I'm in the habit of playing a lot of casual games, just to get a taste for them. I particularly try to play the top-rated games at Kongregate or the iOS App Store every now and again. As a game designer, it behooves me to know the market, right?
Which brings me to... Fashion Story.
This game, man. This game. I hated it. And not for the feminist reasons you might assume! I hated it because it left me feeling completely exploited. As a player, this is not a feeling I enjoy.
Let me explain.
Fashion Story is at heart a resource management game. You are running a boutique. You must purchase stock for your store, wait for it to arrive, and then put it on the sales floor, aiming to keep a steady cash flow going. As is common in such games, you can also expand your store so that you can keep more merchandise on the floor at once, and you can decorate with different kinds of flooring, wall colors, doors, display tables, and so on.
It has a time-based element similar to Farmville: When you order merchandise, it will take a set period of time to arrive -- how long depends on what the item is. But if you don't put your inventory out for sale, it will eventually "expire." Your money will be lost forever! And as you level up, you unlock different fashion lines to sell in your store.
Fashion Story does also have a social element... sort of. You can visit other people's stores and "like" their merchandise. But this doesn't have the same fuzzy feeling or connotation of going to a neighbor's farm and helping them get a better harvest; it's just a straight reward of money and experience points. You can also, in theory, leave notes for other store owners, but I never saw this part of the game in action; it's a Facebook integration. It's not a great element, but meh, it isn't so bad.
So why did I hate this game? Well! Let me tell you all about it!
First were the incredibly intrusive ads. Fashion Story allows you to buy game coins and gems (more on that in a minute). That's great! Glad to know!
But the game was over-persistent in pushing that, and in popping up ads to download the developer's mafia game -- once a day I could forgive. I might even forgive once every time a session of the game is opened. But they'd pop up if you so much as put your phone to sleep and then wake it up to go back into the game ten minutes later. So you'd have to dimiss those ads again and again. And performance was... sluggish, at best, so this was a fairly tedious chore (though that could just be the iPhone 3G I'm using.)
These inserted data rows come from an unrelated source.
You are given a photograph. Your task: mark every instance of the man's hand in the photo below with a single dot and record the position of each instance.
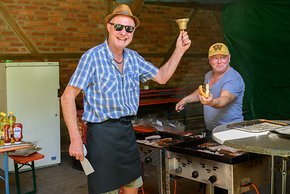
(76, 149)
(180, 105)
(183, 42)
(206, 101)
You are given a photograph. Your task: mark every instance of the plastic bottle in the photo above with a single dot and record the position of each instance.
(12, 121)
(1, 129)
(4, 126)
(17, 131)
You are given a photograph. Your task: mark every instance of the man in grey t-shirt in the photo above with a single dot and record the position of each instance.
(224, 104)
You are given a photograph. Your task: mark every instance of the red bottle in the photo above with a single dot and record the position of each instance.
(17, 133)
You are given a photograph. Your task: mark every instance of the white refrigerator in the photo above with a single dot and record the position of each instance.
(30, 90)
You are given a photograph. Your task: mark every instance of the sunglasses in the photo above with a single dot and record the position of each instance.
(119, 27)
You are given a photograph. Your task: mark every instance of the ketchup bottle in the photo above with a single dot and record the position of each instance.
(11, 119)
(7, 139)
(17, 131)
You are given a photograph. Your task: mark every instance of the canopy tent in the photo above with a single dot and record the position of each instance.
(258, 35)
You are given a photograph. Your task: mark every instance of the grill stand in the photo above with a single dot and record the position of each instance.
(154, 156)
(214, 173)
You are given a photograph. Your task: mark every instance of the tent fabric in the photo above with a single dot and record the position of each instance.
(258, 35)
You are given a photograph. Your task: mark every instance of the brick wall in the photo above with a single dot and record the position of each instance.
(61, 30)
(73, 26)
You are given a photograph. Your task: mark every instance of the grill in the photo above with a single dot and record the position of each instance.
(151, 148)
(207, 162)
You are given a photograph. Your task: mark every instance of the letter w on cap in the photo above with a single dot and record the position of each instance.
(217, 47)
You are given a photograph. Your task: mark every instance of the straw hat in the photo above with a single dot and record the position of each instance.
(122, 10)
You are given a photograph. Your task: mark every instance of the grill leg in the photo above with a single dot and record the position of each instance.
(209, 189)
(284, 175)
(17, 180)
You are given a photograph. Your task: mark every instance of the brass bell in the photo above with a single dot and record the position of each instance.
(182, 23)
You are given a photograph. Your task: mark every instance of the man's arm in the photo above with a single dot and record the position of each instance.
(167, 70)
(70, 117)
(193, 97)
(225, 99)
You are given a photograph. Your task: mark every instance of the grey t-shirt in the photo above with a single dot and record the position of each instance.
(234, 83)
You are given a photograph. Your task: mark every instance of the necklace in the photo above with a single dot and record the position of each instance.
(118, 61)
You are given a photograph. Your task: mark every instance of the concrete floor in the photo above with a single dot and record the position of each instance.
(66, 179)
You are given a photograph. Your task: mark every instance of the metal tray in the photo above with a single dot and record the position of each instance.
(283, 132)
(192, 148)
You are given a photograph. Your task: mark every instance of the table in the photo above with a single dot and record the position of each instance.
(261, 143)
(5, 150)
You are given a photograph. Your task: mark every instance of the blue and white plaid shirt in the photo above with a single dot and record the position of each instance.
(107, 92)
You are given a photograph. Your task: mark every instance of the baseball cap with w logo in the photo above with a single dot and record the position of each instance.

And about those gems... gems are a kind of currency you buy with real money. You start with a very small number, but once you spend them, the only way to get more is to pull out your wallet. And gems are very much the currency of the game -- they allow you to selectively unexpire items you left sitting too long, for example. Gems also give you mechanical advantages in, say, letting you buy another inventory slot, so you can order more merchandise at the same time.
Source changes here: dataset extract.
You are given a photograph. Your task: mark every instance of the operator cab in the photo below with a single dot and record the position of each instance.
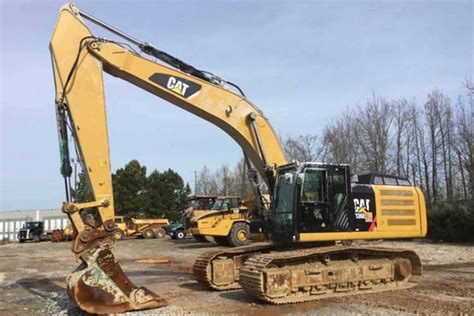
(33, 225)
(226, 203)
(310, 197)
Then there's the customization issue. Fashion Story's customization options for decking out your boutique aim for the Farmville ideal, but fall short; instead of creating a selection of highly-desirable and super-adorable options to entice you to part with your real cash, Fashion Story just locks everything down so you can't do any meaningful customization at all without paying up. Not ready to spend real-world moolah? No customization for you!
If Fashion Story were a more functional game out of the gate and provided a pleasant experience in the free version, I'd be really tempted to buy those gems. I paid money for Farmcash. I very often buy full versions of games after trying the Lite version. I'm definitely not opposed to spending money when I'm enjoying something.
And there are the bare bones of a kind of cute resource management game here, honestly. But as it stands, the game is exploitationware: Designed to separate you from your cash, with very little thought given to the actual play experience.
Sure, it's a free game. But it should make you want to spend your money. The funnel to premium content should be an exercise in seduction, not extortion.